The psychologists and child-development authorities who churned out parenting guides in the 1970s and 1980s took Spock one step further, advocating a new, child-centered view of family. The locus of power should shift, these experts seemed to suggest, so that kids are equal members of the household. Many writers, such as T. Berry Brazelton, warned that strict parenting, and particularly punishments like spanking, could promote aggression and discourage children from cooperating with others. One of the most popular of the new crop of books was Thomas Gordon's 1970 million-plus seller, Parent Effectiveness Training, which advised parents to stop punishing kids and to start treating them "much as we treat a friend or a spouse." More recently, writers like Nancy Samalin and Barbara Coloroso counseled an end to punishment altogether. And while such books helped open parents' eyes to the importance of listening to children and respecting their individuality, some warm, fuzzy--and not very reasonable--ideas about discipline also began to gain popularity. (One author suggested that if a child refused to get dressed in the morning, parents should send him to school in pajamas.)

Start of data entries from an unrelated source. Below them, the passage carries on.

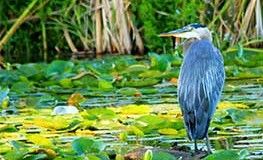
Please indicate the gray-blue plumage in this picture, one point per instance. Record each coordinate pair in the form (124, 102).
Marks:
(200, 84)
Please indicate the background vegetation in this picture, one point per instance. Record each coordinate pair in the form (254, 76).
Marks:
(40, 30)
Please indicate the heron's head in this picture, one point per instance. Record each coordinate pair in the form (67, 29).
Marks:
(191, 31)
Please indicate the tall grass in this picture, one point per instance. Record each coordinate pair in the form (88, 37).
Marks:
(93, 28)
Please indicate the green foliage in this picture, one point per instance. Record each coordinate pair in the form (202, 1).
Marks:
(228, 154)
(87, 145)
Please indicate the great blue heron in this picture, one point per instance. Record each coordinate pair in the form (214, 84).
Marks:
(201, 80)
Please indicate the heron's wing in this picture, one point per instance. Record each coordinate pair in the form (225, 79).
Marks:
(200, 84)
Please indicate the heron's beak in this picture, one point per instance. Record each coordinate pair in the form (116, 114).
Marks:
(185, 32)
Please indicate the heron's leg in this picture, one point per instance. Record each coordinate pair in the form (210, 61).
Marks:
(196, 149)
(208, 145)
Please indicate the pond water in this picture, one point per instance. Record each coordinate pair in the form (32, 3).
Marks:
(224, 135)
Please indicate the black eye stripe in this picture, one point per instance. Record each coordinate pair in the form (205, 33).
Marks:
(196, 25)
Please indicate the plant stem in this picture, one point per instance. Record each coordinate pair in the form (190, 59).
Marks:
(16, 25)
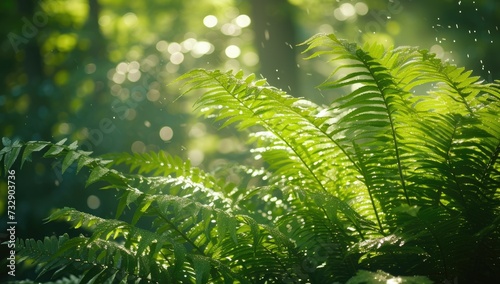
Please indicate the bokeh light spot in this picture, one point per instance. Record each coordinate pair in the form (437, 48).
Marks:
(243, 21)
(361, 8)
(177, 58)
(166, 133)
(232, 51)
(210, 21)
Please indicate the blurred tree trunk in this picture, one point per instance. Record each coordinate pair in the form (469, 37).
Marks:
(98, 52)
(275, 41)
(33, 68)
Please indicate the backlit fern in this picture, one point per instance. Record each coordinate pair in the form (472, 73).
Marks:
(398, 176)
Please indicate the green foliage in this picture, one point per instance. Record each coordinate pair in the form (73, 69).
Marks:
(399, 175)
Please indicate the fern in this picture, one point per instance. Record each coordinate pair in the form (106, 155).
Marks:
(398, 176)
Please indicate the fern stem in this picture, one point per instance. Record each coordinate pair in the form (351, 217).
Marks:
(181, 233)
(393, 129)
(272, 129)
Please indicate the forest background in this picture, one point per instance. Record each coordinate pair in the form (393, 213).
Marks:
(97, 72)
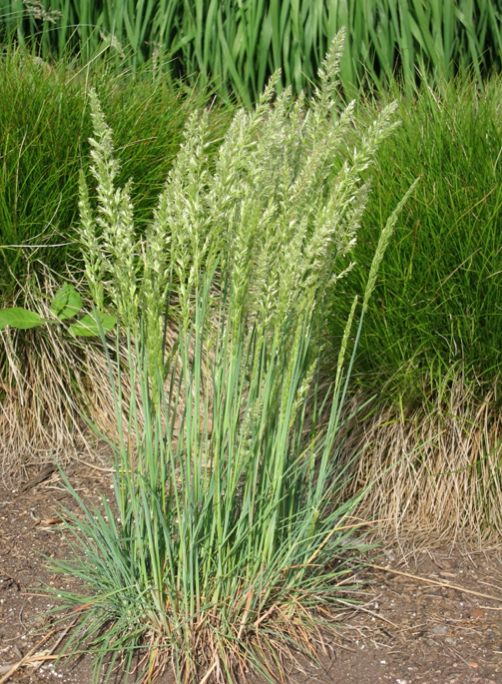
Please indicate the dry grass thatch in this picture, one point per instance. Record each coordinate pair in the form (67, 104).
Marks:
(435, 468)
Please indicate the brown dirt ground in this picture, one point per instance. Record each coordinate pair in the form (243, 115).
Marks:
(407, 630)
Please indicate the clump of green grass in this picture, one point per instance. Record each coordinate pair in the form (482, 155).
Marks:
(44, 136)
(231, 534)
(46, 376)
(435, 307)
(430, 345)
(238, 46)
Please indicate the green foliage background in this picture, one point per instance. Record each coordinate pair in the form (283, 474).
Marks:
(238, 44)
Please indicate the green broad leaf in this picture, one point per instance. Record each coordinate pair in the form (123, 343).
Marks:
(66, 303)
(87, 326)
(20, 318)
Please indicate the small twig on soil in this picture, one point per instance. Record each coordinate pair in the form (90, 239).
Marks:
(40, 477)
(94, 467)
(25, 659)
(365, 610)
(446, 585)
(39, 659)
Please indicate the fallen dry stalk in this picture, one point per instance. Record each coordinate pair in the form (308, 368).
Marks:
(432, 470)
(445, 585)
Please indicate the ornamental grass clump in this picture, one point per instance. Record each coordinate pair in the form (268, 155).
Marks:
(227, 536)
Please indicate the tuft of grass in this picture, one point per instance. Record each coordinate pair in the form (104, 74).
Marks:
(237, 46)
(44, 135)
(435, 307)
(231, 535)
(46, 378)
(430, 346)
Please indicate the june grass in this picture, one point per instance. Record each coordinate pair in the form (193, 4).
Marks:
(231, 533)
(430, 349)
(237, 45)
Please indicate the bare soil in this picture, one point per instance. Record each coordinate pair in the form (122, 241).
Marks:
(420, 627)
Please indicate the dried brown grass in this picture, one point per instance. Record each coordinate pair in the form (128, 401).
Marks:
(48, 382)
(434, 468)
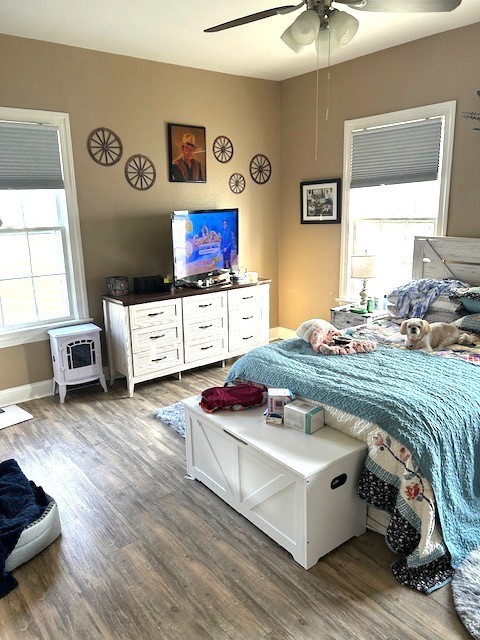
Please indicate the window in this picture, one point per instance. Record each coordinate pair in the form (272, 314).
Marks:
(42, 282)
(396, 184)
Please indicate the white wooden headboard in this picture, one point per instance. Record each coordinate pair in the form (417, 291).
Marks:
(447, 257)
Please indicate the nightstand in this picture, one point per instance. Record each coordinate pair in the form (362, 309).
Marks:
(342, 317)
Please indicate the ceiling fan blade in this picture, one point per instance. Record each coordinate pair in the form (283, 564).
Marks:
(403, 6)
(252, 18)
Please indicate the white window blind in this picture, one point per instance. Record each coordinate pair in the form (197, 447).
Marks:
(42, 278)
(396, 154)
(29, 157)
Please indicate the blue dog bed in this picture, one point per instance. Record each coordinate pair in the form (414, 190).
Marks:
(29, 521)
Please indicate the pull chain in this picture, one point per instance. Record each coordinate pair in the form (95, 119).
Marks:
(327, 109)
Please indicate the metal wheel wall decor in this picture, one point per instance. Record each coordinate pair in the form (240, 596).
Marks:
(223, 149)
(237, 183)
(140, 172)
(260, 169)
(104, 146)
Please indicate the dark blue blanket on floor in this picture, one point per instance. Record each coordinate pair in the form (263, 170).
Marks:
(21, 503)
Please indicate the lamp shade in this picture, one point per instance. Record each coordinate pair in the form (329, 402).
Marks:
(343, 27)
(364, 266)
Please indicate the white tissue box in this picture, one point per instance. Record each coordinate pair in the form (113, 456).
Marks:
(303, 416)
(277, 399)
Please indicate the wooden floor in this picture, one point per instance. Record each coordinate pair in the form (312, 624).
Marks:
(148, 554)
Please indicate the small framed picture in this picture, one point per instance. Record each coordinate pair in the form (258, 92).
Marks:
(186, 153)
(320, 202)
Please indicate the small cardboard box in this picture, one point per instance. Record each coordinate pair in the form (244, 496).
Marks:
(303, 416)
(277, 399)
(271, 418)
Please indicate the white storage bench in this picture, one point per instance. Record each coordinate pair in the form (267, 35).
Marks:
(299, 489)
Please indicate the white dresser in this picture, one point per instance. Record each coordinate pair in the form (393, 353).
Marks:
(153, 335)
(299, 489)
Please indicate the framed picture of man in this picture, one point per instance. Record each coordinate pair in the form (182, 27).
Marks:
(320, 201)
(186, 153)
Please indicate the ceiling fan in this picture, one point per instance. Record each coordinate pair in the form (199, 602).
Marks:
(320, 19)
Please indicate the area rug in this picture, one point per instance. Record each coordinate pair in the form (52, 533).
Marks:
(466, 593)
(173, 416)
(13, 415)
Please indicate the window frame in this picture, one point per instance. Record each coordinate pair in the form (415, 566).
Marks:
(445, 109)
(74, 263)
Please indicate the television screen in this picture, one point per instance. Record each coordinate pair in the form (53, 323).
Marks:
(204, 242)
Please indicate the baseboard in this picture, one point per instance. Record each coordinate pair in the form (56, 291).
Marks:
(27, 392)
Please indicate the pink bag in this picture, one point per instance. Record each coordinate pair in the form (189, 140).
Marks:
(234, 398)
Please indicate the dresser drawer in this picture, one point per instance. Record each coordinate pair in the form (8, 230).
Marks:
(196, 351)
(204, 329)
(209, 305)
(155, 313)
(157, 359)
(154, 337)
(244, 298)
(248, 318)
(244, 340)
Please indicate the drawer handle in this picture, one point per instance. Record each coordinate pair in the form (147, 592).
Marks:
(338, 481)
(235, 437)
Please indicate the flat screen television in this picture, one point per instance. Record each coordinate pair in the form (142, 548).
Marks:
(205, 244)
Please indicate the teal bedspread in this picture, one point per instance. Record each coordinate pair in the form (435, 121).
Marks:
(429, 404)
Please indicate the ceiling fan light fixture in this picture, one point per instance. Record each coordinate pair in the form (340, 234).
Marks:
(305, 27)
(343, 27)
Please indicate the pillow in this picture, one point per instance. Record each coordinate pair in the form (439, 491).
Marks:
(470, 298)
(443, 303)
(443, 316)
(469, 323)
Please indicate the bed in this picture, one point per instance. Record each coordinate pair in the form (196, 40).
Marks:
(419, 414)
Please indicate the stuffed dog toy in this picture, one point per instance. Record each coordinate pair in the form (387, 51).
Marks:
(427, 337)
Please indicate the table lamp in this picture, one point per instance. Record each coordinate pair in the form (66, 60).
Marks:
(364, 267)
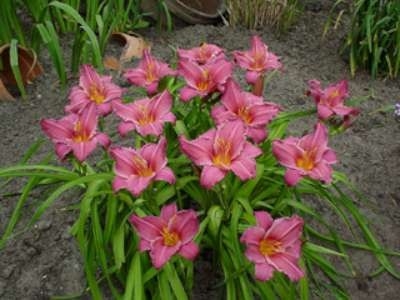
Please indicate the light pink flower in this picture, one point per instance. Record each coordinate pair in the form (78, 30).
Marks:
(93, 89)
(306, 156)
(222, 150)
(251, 110)
(149, 73)
(257, 60)
(136, 169)
(330, 101)
(169, 234)
(203, 80)
(146, 116)
(274, 245)
(76, 133)
(206, 53)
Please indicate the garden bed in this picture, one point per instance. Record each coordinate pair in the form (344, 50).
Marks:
(45, 261)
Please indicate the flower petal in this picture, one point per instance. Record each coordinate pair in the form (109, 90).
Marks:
(210, 176)
(263, 271)
(286, 265)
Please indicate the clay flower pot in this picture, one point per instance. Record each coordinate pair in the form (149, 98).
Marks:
(29, 68)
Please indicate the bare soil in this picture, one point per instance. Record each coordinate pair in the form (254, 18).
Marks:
(45, 261)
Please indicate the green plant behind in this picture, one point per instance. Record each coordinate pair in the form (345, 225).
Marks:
(374, 38)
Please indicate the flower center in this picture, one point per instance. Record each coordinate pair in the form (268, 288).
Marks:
(79, 134)
(306, 161)
(141, 166)
(96, 94)
(258, 62)
(204, 83)
(222, 157)
(269, 247)
(150, 73)
(146, 117)
(170, 239)
(244, 113)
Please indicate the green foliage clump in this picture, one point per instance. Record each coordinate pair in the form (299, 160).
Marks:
(374, 38)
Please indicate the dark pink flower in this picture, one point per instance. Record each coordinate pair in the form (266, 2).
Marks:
(203, 80)
(306, 156)
(93, 89)
(149, 73)
(330, 101)
(136, 169)
(206, 53)
(146, 116)
(251, 110)
(76, 133)
(169, 234)
(257, 60)
(222, 150)
(274, 245)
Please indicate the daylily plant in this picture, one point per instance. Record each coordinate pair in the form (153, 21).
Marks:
(222, 150)
(75, 133)
(169, 234)
(146, 116)
(203, 80)
(136, 169)
(251, 110)
(94, 90)
(274, 245)
(306, 156)
(257, 61)
(205, 54)
(148, 73)
(197, 182)
(330, 101)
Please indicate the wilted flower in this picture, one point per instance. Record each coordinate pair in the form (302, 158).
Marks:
(257, 60)
(146, 116)
(169, 234)
(136, 169)
(274, 245)
(222, 150)
(76, 133)
(330, 101)
(306, 156)
(206, 53)
(203, 80)
(251, 110)
(95, 90)
(149, 73)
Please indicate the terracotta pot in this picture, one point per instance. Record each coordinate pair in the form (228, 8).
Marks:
(29, 66)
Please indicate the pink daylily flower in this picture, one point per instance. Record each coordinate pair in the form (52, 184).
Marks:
(136, 169)
(222, 150)
(206, 53)
(149, 73)
(169, 234)
(274, 245)
(306, 156)
(330, 101)
(146, 116)
(93, 89)
(202, 80)
(257, 60)
(251, 110)
(75, 133)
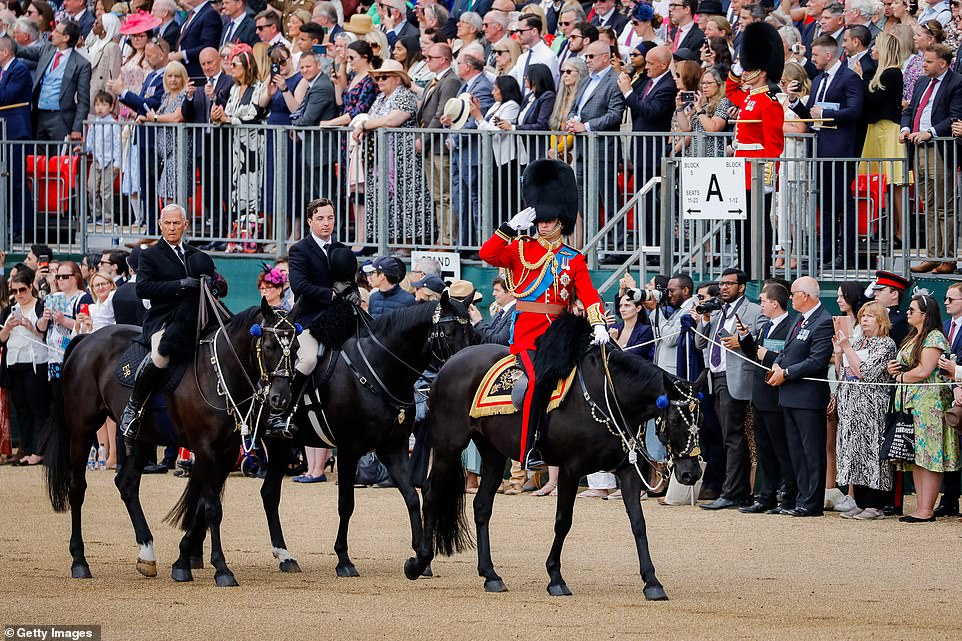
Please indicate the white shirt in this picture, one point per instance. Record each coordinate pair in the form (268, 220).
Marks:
(538, 54)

This onslaught of advice did not, on the surface, appear to alter parents' attitudes toward spanking very much. Last year, 65 percent of Americans approved of spanking, not much less than the 74 percent who did so in 1946. But the modest overall shift in numbers concealed a marked change in opinion among the American elite. By the 1990s, the refusal to spank had, in some quarters, become a sign of enlightened parenting. In a 1997 poll, 41 percent of college-educated Americans disapproved of spanking children, compared with only 20 percent of those who didn't complete high school. Whites were more than twice as likely to disapprove of spanking as blacks, and the rich were less likely to favor the practice than the poor.

"Parents became intimidated by expertise," argues Kevin Ryan, director of the Center for the Advancement of Ethics and Character at Boston University, who thinks the antispanking movement has become too absolutist. "Psychologists and educators corrupted parents, saying that all it takes are rational appeals to a child's better side." Danielle Crittenden, a mother of two and editor of the Women's Quarterly, a conservative journal, adds that "if you say you swat your kid, people now look at you like you're a child abuser. You can't even talk about it because people are so hysterical."